Richard Nelson ‘ s nieuwste toneelstuk, How Shakespeare Won the West, blijkt weinig meer te zijn dan een ploeterende geschiedenisles over een groep acteurs die naar Californië in 1848, in de hoop van het afromen van wat goud stof. Terwijl regisseur Jonathan Moscone een over het algemeen competent ensemble heeft samengesteld, is Nelson zo van plan om een groepsperspectief te schetsen dat de acteurs weinig kans krijgen om diep te graven.Net als het typische gezelschap van de dag, bestaat Nelson ‘ s ragtag gezelschap uit archetypen, waaronder het matinee-idool who neigt to tipple (Chris Henry Coffey), de aangewezen “funny” guy (Joe Tapper, die geen bewijs geeft van dit attribuut), de closeted homosexual (Jeremiah Kissel, die gretig zijn lijnen melkt terwijl hij er nooit in slaagt om ze een geloofwaardige context te geven), en de goedhartige hoer (een spel Kelly Hutchinson). De hele quasi-familie wordt geleid door een man-en-vrouw team van New Yorkse saloonkeepers (Will LeBow en Mary Beth Fisher) die ooit de planken in een bescheiden capaciteit betreden en verlangen naar het terugwinnen van de schijnwerpers.
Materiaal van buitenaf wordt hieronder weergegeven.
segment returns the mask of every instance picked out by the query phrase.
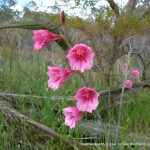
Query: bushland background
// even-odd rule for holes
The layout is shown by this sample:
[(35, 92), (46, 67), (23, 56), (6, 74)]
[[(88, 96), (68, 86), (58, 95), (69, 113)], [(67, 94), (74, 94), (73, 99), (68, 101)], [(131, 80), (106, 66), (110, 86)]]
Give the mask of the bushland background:
[[(85, 149), (84, 143), (115, 142), (124, 80), (121, 65), (128, 61), (131, 50), (130, 68), (137, 68), (140, 78), (123, 95), (117, 139), (120, 143), (148, 145), (150, 1), (129, 0), (123, 6), (113, 0), (106, 0), (106, 6), (99, 6), (100, 2), (61, 0), (54, 6), (44, 6), (43, 11), (39, 10), (39, 3), (30, 1), (19, 11), (14, 9), (15, 0), (0, 1), (1, 149)], [(62, 26), (60, 11), (66, 7), (69, 11), (65, 12)], [(76, 8), (79, 13), (70, 13)], [(84, 86), (82, 79), (75, 75), (56, 92), (47, 87), (47, 66), (68, 66), (65, 55), (69, 47), (62, 41), (53, 42), (36, 53), (32, 41), (34, 29), (64, 32), (72, 46), (85, 43), (96, 53), (94, 67), (85, 77), (91, 87), (103, 94), (97, 111), (85, 114), (76, 129), (64, 125), (62, 109), (74, 104), (70, 96)], [(65, 140), (68, 137), (70, 141)], [(100, 149), (97, 144), (87, 148)]]

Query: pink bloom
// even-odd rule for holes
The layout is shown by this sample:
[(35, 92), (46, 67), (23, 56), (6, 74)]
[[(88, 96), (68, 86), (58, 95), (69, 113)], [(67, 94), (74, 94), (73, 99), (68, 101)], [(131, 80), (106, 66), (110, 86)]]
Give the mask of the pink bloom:
[(67, 58), (73, 70), (90, 70), (93, 66), (94, 52), (85, 44), (77, 44), (69, 50)]
[(133, 69), (133, 70), (131, 70), (131, 75), (135, 78), (138, 78), (140, 73), (137, 69)]
[(123, 69), (128, 70), (128, 64), (127, 63), (123, 64), (122, 67), (123, 67)]
[(62, 24), (65, 23), (65, 12), (63, 10), (60, 12), (60, 21)]
[(76, 123), (81, 119), (82, 112), (77, 107), (72, 106), (64, 108), (63, 113), (65, 115), (65, 125), (71, 129), (75, 128)]
[(50, 42), (61, 39), (60, 35), (49, 32), (48, 30), (34, 30), (32, 39), (34, 40), (34, 49), (39, 51), (46, 47)]
[(49, 66), (47, 72), (47, 75), (49, 76), (48, 87), (52, 88), (54, 91), (57, 90), (73, 73), (75, 73), (73, 70)]
[(86, 111), (92, 113), (96, 110), (99, 101), (99, 93), (92, 88), (83, 87), (76, 93), (75, 99), (77, 100), (77, 108), (80, 111)]
[(131, 89), (131, 88), (132, 88), (132, 86), (133, 86), (132, 81), (130, 81), (130, 80), (126, 80), (126, 82), (125, 82), (125, 87), (126, 87), (127, 89)]

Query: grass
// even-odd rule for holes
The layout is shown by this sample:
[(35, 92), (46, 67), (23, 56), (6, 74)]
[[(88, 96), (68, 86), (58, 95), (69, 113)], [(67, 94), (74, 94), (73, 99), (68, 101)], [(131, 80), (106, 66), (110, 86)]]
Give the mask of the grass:
[[(0, 54), (3, 51), (0, 51)], [(83, 81), (77, 75), (72, 76), (65, 82), (63, 87), (56, 92), (52, 92), (47, 87), (47, 66), (51, 60), (44, 60), (44, 52), (35, 54), (29, 52), (30, 57), (22, 55), (22, 52), (11, 52), (9, 58), (4, 57), (1, 61), (0, 68), (0, 89), (5, 93), (27, 94), (47, 96), (48, 99), (32, 97), (14, 97), (11, 105), (19, 112), (26, 116), (51, 127), (55, 131), (69, 135), (74, 138), (89, 136), (82, 133), (78, 128), (70, 130), (64, 125), (64, 116), (62, 109), (74, 102), (64, 100), (52, 101), (51, 96), (73, 96), (77, 89), (83, 86)], [(86, 74), (86, 78), (92, 81), (92, 74)], [(97, 91), (107, 89), (107, 84), (100, 85), (99, 79), (92, 84)], [(121, 126), (129, 132), (137, 135), (150, 135), (150, 91), (149, 89), (139, 89), (124, 94), (123, 109), (121, 117)], [(4, 99), (1, 97), (1, 101)], [(101, 99), (97, 113), (93, 115), (85, 114), (82, 120), (97, 120), (99, 115), (104, 122), (116, 125), (118, 118), (119, 101), (110, 99)], [(98, 115), (97, 115), (98, 114)], [(107, 134), (107, 133), (106, 133)], [(33, 129), (24, 122), (15, 122), (13, 119), (8, 120), (0, 113), (0, 149), (69, 149), (64, 141), (49, 138), (44, 140), (39, 138), (38, 132), (34, 133)], [(41, 136), (42, 137), (42, 136)], [(121, 133), (121, 141), (125, 141), (126, 133)], [(110, 141), (110, 139), (106, 139)], [(78, 140), (82, 142), (82, 140)], [(87, 142), (100, 142), (102, 136), (97, 140), (87, 140)], [(100, 149), (100, 147), (94, 147)], [(92, 147), (90, 147), (92, 149)], [(106, 148), (107, 149), (107, 148)], [(138, 146), (135, 146), (138, 149)]]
het stuk begint ingetogen als de acteurs rustig over het podium draaien voor een volle 10 minuten terwijl de lichten van het huis blijven aan, en dan na korte bestirr zichzelf voor een golf van onhandige expositie, blijft nooit revved up voor lang. Het herky-schokkerige formaat wisselt tussen uitgewerkte passages en vertelling. Tussen de scènes door vullen de personages de gaten in door in de derde persoon, verleden tijd, hun acties in de tussentijd te reciteren. De voortdurende verstoringen, misschien bedoeld als een vervreemding apparaat, bereiken dat doel maar al te gemakkelijk.
helaas krijgen we zelden de kans om geïnvesteerd te worden in iemands verhaal. De uitzonderingen zijn onder andere Susannah Schulman als een beroemde actrice die op pad gaat als een daad van trouw jegens haar man (de eerder genoemde narcistische sot, die op een dubbeltje draait om haar toewijding terug te keren), en heeft een boeiend moment wanneer dit meedogenloos vrolijke reisverslag eindelijk donker wordt. Jon de Vries slaagt erin om een aura van waardigheid en onaangeboorde diepte voor te stellen als het meest senior lid van het bedrijf-waardoor het jammer is dat hij vanaf het begin als een hartverscheurend verkeersongeluk wordt bestempeld. En Sarah Nealis heeft een heerlijke, maar al te korte draai als Ellen Bateman, een echt negen jaar oud Shakespeare fenomeen van het midden van de 19e eeuw. Het stuk kan meer van haar onstuimige poseren en flouncing gebruiken, en minder grade-school praal over een fase van de geschiedenis al bekend bij de meeste.Omwille van de samenhang zou het stuk ook kunnen profiteren van het aanpassen van een enkele, picareske visie, zoals die van Ohio Hick Buck Buchanan (Eric Lochtefelt), die het ongeluk heeft om zichzelf onderweg “geadopteerd” te vinden door een paar discipline-gelukkige para-Shakers (LeBow en Schulman in andere rollen). Door eigenlijk belichamen Grappig in plaats van alleen het inzetten van de claim, de scène valt op te midden van de lange slog west, die te vaak voelt alsof het zich ontvouwt in real time.